# Ducks in the family!



## Ciddian (Mar 15, 2006)

Ha! I am so excited! Apparently some of my relatives outside of TO are getting into ducks!

Made me wonder if any of you guys keep them, or any other farm type animals?

I have no idea what type at all but I'll post pics when I can  My daughter is going to be so excited! (of freaked... she has yet to meet a duck lol)


----------



## Kerohime (Jan 10, 2011)

My cousins kept a pair of ducks... 
The ducklings are extremely cute, but they are really really messy if you keep them indoors or if you dont have a pond. They just kept the ducks in the back yard and reared the ducklings indoors with soggy dog chow (Dont know what is the conventional method, but that seemed to work).


----------



## Ciddian (Mar 15, 2006)

oohh these guys will def be outside.  Turns out my brother n law will be getting chickens as well! Meat birds and egg layers.... UBER excited!


----------



## MsGardeness (Apr 12, 2010)

Do you know when they will be getting the ducks or what kind of ducks? I think it's neat!


----------



## arapaimag (Dec 6, 2007)

I've owned call ducks and black swans (no special permit needed for black swans) up till about 7 years ago outside March till November. 

A friend then overwintered them for me on his farm and they did not make it one year so I have never replaced them.

Still do keep pheasants (outside all year) and cage birds (outside in warm months).


----------



## Sameer (Sep 30, 2007)

Will the ducks be sharing the aquarium as well?


----------



## Ciddian (Mar 15, 2006)

MsGardeness said:


> Do you know when they will be getting the ducks or what kind of ducks? I think it's neat!

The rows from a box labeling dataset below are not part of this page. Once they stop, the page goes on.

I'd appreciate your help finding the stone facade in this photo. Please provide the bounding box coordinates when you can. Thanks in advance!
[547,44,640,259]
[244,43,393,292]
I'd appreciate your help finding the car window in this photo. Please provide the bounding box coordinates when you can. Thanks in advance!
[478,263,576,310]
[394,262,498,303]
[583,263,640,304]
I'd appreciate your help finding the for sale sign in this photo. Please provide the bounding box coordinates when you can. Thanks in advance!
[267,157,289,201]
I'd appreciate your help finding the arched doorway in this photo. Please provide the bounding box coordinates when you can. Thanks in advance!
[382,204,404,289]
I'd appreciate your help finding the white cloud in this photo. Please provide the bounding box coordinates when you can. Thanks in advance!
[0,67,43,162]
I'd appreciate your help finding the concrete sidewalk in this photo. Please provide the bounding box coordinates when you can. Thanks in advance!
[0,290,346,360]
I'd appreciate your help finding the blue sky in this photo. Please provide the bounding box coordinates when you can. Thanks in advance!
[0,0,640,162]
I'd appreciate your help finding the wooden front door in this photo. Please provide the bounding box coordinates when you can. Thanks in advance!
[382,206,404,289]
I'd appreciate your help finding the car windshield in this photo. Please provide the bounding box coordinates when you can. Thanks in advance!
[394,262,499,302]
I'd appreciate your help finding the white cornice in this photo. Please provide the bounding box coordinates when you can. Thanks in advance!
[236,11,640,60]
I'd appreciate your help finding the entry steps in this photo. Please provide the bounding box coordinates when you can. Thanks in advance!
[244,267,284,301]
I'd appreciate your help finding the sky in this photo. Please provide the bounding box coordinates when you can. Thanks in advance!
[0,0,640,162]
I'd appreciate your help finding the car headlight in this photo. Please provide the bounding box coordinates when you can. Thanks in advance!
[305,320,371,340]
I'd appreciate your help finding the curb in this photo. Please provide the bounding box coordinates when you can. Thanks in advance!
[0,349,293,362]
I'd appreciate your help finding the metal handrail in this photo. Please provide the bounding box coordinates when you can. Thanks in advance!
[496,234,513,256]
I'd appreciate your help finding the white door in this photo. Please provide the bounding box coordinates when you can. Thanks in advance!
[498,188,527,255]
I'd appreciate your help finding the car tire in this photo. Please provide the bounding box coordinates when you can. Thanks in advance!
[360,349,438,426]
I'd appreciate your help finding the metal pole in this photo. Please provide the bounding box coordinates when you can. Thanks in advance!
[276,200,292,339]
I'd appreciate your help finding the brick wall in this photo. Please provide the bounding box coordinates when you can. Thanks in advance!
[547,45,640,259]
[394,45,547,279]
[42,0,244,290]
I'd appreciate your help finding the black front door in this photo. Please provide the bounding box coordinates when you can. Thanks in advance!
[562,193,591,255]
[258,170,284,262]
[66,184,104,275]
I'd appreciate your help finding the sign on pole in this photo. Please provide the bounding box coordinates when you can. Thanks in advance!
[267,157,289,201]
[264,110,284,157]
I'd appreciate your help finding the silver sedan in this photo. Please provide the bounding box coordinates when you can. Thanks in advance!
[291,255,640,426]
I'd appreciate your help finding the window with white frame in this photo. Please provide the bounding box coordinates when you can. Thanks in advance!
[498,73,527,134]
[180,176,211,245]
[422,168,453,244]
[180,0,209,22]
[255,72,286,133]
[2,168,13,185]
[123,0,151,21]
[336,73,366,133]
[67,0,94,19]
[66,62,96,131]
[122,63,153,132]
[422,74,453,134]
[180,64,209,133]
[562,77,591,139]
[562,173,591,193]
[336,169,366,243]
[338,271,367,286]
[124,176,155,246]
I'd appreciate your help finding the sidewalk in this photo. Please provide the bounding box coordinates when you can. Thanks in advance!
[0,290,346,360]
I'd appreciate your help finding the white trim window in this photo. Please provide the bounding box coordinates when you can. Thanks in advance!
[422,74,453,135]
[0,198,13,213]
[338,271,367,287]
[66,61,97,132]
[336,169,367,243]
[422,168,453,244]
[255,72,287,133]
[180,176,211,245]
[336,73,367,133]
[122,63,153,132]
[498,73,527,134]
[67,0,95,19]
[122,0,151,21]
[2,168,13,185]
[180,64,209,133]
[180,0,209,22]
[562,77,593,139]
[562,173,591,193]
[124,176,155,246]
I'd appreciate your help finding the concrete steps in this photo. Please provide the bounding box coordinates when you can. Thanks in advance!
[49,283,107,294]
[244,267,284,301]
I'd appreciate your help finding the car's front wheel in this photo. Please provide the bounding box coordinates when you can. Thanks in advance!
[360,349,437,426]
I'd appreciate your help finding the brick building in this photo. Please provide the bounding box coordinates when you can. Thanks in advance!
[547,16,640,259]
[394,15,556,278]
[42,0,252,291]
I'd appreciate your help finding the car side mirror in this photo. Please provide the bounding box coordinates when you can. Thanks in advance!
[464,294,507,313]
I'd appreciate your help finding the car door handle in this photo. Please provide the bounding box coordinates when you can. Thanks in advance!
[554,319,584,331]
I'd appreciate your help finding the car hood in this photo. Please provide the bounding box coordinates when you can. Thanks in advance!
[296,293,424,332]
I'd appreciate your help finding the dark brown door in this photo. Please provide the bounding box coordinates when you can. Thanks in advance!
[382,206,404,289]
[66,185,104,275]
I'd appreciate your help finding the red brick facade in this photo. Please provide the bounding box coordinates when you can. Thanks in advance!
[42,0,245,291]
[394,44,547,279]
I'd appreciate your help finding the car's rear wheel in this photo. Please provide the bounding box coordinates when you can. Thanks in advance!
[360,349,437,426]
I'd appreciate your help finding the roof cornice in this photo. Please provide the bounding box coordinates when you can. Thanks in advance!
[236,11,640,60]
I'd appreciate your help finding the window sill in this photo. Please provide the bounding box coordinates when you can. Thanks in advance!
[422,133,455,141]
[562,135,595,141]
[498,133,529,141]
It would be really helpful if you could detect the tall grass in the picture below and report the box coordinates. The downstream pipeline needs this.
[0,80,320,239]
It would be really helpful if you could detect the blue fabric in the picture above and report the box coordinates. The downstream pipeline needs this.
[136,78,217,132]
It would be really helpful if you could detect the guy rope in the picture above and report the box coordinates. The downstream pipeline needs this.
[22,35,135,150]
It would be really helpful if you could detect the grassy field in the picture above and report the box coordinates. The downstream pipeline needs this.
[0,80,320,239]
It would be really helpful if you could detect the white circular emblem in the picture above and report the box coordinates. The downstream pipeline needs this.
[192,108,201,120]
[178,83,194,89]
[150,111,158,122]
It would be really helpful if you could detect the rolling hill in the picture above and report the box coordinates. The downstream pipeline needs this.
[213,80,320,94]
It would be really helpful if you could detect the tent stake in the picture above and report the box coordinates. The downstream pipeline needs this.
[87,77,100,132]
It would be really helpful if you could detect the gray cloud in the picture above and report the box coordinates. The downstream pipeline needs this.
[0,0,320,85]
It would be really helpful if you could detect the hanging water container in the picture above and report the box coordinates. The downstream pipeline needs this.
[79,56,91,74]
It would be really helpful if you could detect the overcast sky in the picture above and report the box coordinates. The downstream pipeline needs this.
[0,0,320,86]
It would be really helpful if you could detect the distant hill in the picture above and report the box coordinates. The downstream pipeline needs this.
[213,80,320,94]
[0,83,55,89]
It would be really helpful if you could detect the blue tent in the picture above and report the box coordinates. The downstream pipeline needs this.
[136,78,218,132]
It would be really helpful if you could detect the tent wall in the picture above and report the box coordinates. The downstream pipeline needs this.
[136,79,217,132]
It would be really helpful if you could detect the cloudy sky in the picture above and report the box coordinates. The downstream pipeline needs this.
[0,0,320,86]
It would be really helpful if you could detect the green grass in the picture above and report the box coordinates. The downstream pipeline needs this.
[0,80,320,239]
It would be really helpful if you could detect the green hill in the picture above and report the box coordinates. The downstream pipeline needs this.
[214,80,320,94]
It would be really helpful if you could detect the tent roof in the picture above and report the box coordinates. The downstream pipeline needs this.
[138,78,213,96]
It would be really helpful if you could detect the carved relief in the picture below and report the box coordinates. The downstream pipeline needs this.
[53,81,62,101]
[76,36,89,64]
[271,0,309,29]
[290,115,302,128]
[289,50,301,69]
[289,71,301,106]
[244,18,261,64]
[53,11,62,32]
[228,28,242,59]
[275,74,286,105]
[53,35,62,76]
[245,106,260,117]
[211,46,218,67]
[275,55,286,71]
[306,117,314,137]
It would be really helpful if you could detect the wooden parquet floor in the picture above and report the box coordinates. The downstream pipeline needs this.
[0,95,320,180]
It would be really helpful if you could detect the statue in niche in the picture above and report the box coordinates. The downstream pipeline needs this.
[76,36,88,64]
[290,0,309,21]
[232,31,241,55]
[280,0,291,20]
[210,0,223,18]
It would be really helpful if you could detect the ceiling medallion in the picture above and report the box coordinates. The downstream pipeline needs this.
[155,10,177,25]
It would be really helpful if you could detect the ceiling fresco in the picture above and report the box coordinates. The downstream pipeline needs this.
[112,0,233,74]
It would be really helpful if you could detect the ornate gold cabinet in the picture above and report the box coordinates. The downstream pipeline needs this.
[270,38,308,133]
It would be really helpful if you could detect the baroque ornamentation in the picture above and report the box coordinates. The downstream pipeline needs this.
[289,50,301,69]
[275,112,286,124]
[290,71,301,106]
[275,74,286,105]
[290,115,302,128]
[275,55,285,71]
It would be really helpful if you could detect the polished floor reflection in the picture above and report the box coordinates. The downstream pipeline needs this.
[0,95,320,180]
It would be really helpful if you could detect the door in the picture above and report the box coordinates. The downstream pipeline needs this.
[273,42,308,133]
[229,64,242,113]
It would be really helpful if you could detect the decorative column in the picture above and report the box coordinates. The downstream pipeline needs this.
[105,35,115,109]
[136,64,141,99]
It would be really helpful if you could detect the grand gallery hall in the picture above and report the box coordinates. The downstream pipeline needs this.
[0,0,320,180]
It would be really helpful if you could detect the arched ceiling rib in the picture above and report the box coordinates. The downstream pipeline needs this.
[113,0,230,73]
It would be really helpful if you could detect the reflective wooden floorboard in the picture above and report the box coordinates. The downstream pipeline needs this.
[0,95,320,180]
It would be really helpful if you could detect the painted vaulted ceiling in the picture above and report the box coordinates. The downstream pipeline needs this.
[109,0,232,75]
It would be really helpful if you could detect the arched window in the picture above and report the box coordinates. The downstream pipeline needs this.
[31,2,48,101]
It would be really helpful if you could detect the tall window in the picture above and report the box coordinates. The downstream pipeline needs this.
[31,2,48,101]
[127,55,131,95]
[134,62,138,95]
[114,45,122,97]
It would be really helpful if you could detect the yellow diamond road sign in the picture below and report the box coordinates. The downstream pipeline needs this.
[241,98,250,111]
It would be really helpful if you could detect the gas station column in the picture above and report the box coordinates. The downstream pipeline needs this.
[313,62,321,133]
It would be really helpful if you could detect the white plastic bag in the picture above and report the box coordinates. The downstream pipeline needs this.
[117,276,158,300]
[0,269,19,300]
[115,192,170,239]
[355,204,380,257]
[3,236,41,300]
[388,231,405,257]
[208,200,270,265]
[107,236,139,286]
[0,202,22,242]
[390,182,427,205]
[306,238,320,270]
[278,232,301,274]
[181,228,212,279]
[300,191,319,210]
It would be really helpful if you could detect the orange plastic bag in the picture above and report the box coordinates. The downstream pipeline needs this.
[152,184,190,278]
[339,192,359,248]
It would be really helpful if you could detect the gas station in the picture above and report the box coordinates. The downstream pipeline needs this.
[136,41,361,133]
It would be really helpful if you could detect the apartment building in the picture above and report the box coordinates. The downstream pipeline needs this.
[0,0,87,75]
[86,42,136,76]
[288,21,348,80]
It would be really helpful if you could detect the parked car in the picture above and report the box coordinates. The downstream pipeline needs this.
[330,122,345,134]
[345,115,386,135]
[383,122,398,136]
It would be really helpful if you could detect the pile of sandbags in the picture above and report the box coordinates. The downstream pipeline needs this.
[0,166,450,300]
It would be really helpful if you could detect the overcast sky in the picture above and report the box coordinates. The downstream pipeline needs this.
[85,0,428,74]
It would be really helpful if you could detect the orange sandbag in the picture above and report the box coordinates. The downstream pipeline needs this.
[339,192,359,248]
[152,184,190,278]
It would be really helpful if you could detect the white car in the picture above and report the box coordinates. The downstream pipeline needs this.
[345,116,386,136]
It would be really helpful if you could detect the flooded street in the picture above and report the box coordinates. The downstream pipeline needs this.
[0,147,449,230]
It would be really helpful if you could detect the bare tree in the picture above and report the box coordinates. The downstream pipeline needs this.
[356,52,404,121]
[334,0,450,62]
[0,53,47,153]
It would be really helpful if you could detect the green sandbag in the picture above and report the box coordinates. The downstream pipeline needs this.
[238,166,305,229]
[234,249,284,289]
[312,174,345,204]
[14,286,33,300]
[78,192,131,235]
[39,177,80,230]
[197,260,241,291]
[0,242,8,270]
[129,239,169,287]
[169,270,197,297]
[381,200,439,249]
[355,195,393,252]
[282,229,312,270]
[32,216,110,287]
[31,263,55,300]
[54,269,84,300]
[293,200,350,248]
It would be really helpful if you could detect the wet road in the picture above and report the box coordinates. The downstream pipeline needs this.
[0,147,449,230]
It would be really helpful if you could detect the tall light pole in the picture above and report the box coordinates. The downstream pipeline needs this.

Ohh pretty sure its two Pekings, as far as the chickens I am not too sure. I am sooo excited, and very much so for my 2 year old. She's terribly fond of our cranky parrot and helps care for the finches. So baby ducks and chickens should be a real hoot for her. 



arapaimag said:


> I've owned call ducks and black swans (no special permit needed for black swans) up till about 7 years ago outside March till November.
> 
> A friend then overwintered them for me on his farm and they did not make it one year so I have never replaced them.
> 
> Still do keep pheasants (outside all year) and cage birds (outside in warm months).


Pheasants? That is very awesome! Someone else mentioned call ducks as well, I'll have to bring that up to my niece and see what she thinks



Sameer said:


> Will the ducks be sharing the aquarium as well?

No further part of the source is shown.